Mit einem eindringlichen Appell wendet sich Ulrich von Kirchbach, Erster Bürgermeister in Freiburg, gegen Pläne der Bundesregierung, die Betreuung junger Menschen unter 25 Jahren, die Bürgergeld beziehen, ab dem Jahr 2025 umzustrukturieren. In einem Schreiben an das Bundesministerium für Arbeit und Soziales (BMAS) fordert von Kirchbach, „für eine sachgerechte Finanzmittelausstattung der Jobcenter zum Wohle der sozialen Sicherung und Arbeitsintegration zu sorgen und den angedachten Systemwechsel, der jungen Menschen in prekären Lebenslagen eine komplexere Versorgung und Betreuung zumutet, unter keinen Umständen“ durchzuführen.

In einem Schreiben an das Bundesministerium für Arbeit und Soziales (BMAS) fordert von Kirchbach, „für eine sachgerechte Finanzmittelausstattung der Jobcenter zum Wohle der sozialen Sicherung und Arbeitsintegration zu sorgen und den angedachten Systemwechsel, der jungen Menschen in prekären Lebenslagen eine komplexere Versorgung und Betreuung zumutet, unter keinen Umständen“ durchzuführen.

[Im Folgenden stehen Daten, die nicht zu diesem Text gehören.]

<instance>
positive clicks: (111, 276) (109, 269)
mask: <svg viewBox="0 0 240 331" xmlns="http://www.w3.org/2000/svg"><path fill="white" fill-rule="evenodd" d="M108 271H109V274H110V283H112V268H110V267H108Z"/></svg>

In seiner Kritik an den geplanten Umstrukturierungen und am Umgang mit jungen Menschen im Bürgergeldbezug steht Freiburgs EBM nicht alleine. Deutliche Worte gegen die Berliner Pläne fanden bereits der Städtetag Baden-Württemberg, der Landkreistag Baden-Württemberg, das Wirtschaftsministerium Baden-Württemberg, der Deutsche Landkreistag, der Deutsche Städtetag und die Sozialministerkonferenz aller Bundesländer. Auch viele weitere kommunale Fachleute bundesweit laufen gegen die geplante Neuregelung bei der Arbeitsförderung junger Menschen Sturm.
 

Erst kurz vor der Sommerpause war bekannt geworden, dass das Bundesministerium für Arbeit und Soziales junge Menschen unter 25 Jahren, die Bürgergeld beziehen, ab 2025 nicht mehr von den Job-centern vor Ort betreuen lassen will, sondern alleine von der Agentur für Arbeit. Grund dafür sind massive Einsparvorgaben von Bundesfinanzminister Christian Lindner.

Kritiker befürchten nun, dass der Bund hier bewährte und engagierte kommunale Strukturen aus rein finanziellen Gründen gefährde. Bisher betreuen die Jobcenter die gesamte Bedarfsgemeinschaft auf lokaler Ebene und können so ganzheitlich auf Problemlagen auch der gesamten Familie eingehen. Eine Neuregelung werde zu einer schlechteren Betreuung der jungen Menschen und in der Folge zu lebenslangen Nachteilen führen.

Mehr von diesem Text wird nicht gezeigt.